It is several weeks before summer ends, but the feeling of summer ending fills my days.
In my childhood, The Canadian National Exhibition marked the transition of the summer life into real life: or was it the other way round. The CNE was the last gasp of another world. Candy floss, Shopsey's corned beef sandwiches, the filling of a large bag of free samples from the Pure Food Building. There were more people in that one building than I had seen all summer.
My mother remembering the fall outbreaks of polio, only years before, was always on alert for the dirty. She was always pro mud and mess in my daily adventures, but the Exhibition was something else. No bright red candy apples for me. She had no idea how the apples were washed before they were candied. What is more she would always say I had no idea where those man's hands could have been. She was right. I had no idea, but she certainly had a variety of possibilities that she didn't share with me.

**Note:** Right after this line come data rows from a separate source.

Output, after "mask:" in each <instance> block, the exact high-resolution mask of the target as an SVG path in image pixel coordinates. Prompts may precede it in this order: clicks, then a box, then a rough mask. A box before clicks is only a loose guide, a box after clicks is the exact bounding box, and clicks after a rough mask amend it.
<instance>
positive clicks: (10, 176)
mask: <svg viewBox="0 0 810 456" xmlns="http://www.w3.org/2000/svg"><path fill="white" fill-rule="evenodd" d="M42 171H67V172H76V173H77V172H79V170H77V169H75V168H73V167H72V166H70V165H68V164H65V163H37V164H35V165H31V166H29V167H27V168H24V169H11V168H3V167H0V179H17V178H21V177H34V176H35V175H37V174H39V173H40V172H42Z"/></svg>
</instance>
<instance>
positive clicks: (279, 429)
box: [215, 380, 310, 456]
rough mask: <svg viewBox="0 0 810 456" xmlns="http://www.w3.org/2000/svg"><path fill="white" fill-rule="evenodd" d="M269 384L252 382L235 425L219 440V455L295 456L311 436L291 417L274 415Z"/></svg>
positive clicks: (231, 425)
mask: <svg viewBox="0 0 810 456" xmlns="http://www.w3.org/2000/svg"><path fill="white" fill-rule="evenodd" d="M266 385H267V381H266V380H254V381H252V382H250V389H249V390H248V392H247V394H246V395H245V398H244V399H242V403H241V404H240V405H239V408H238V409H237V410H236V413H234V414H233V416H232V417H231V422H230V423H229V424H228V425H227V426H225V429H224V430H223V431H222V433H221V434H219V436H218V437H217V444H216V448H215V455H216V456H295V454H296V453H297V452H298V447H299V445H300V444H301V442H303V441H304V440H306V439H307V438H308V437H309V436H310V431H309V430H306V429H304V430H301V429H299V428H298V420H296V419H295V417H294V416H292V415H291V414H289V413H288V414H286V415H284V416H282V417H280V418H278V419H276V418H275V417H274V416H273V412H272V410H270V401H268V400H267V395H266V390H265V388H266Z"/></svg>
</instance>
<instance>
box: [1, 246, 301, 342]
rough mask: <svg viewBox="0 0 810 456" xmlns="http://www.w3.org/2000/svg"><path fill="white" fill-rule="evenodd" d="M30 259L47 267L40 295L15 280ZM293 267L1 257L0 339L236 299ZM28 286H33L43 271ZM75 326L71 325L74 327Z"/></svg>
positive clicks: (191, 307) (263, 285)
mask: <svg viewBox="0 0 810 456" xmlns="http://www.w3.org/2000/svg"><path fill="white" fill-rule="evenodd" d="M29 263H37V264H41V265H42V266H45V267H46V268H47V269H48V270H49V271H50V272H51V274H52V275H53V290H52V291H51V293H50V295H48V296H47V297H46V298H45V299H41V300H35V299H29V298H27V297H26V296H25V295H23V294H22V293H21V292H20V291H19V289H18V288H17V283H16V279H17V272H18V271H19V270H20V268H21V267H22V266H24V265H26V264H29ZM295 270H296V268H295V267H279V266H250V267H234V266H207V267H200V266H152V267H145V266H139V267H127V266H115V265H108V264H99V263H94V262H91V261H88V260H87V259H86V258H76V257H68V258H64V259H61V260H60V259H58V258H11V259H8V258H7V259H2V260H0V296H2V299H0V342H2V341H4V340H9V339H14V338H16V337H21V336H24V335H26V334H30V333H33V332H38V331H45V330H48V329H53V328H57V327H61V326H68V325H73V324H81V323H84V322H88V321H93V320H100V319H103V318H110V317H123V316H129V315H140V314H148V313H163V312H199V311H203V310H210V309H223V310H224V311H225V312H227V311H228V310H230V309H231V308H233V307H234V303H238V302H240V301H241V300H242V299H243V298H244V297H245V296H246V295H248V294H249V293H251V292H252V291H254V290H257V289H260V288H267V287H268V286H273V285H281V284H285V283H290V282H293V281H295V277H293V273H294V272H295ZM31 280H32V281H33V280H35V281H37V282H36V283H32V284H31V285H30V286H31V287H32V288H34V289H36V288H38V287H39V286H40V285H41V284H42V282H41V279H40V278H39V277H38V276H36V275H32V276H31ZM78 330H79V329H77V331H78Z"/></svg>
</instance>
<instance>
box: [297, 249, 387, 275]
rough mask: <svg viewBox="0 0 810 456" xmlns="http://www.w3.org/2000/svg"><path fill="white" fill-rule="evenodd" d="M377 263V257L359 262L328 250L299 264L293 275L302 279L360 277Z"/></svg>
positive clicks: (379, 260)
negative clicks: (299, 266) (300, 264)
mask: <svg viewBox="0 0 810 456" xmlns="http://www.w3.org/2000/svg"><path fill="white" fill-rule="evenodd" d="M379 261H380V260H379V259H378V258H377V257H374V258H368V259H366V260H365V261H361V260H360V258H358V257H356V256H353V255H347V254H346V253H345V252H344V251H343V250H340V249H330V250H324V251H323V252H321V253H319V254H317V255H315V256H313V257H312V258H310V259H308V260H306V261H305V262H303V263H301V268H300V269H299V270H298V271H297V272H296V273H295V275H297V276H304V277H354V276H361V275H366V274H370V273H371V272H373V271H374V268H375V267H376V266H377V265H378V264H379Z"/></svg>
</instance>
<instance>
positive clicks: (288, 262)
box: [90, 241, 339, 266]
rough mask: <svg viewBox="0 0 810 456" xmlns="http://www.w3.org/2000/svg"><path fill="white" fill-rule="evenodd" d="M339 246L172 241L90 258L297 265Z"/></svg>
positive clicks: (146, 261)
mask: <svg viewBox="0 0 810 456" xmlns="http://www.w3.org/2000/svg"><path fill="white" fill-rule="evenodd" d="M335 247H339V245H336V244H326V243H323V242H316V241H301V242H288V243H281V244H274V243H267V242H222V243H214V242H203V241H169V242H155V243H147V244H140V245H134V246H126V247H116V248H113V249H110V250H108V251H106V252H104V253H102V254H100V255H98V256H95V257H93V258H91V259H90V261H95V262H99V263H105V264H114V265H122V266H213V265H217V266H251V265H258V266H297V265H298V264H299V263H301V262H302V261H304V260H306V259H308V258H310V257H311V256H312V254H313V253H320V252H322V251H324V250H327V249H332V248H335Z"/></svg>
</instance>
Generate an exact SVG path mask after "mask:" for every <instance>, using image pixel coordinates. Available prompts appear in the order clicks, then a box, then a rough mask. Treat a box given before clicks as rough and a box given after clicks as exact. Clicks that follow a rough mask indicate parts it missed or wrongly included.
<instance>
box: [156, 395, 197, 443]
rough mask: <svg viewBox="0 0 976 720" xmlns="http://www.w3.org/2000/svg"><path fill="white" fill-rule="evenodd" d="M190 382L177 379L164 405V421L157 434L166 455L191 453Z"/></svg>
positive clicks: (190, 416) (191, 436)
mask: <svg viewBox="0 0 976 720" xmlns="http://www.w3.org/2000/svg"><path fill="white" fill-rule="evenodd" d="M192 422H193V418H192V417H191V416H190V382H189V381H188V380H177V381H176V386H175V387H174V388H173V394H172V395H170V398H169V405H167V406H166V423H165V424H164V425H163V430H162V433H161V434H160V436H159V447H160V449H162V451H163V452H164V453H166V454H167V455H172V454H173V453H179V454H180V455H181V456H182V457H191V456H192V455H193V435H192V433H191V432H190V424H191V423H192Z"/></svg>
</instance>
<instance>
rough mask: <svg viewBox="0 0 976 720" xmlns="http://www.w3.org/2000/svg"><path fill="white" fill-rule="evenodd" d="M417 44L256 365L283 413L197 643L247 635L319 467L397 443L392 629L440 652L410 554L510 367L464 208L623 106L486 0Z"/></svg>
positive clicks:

When the Exhibition was over the end was nigh. There would be the last trip to the cottage for Labour Day Weekend. Then the brown oxfords were polished, the new green knee socks were laid out and some combination of a plaid skirt and white cotton blouse were set out at ready.
I didn't hate school, but there were a lot of places I would rather be. By three o'clock I transfixed by the hands of the solemn plain clock that hung beneath Queen Elizabeth and Prince Phillip. The only hand that seemed to move was the second hand. Eventually, the big hand made it to the bottom of the clock. There was no homework in those days, with the exception of learning spelling words , so I was free until the next morning at nine o'clock.
I often had to take a second try going down the school stairs to show I could walk without running. I was always anxious to grasp every moment of liberation. Then boom, I was outside in the fresh air and sunshine collecting the shiny chestnuts that had fallen from the school trees.
Summer became a far off past memory and lay so faraway in the future that was somehow unreal. Halloween and Christmas called to children as the days got colder. But the magic of endless summer days disappeared.
I don't think I am any better at transitions than I was all those years ago. For some reason Gala Days doesn't have the same power as a seasonal demarcation.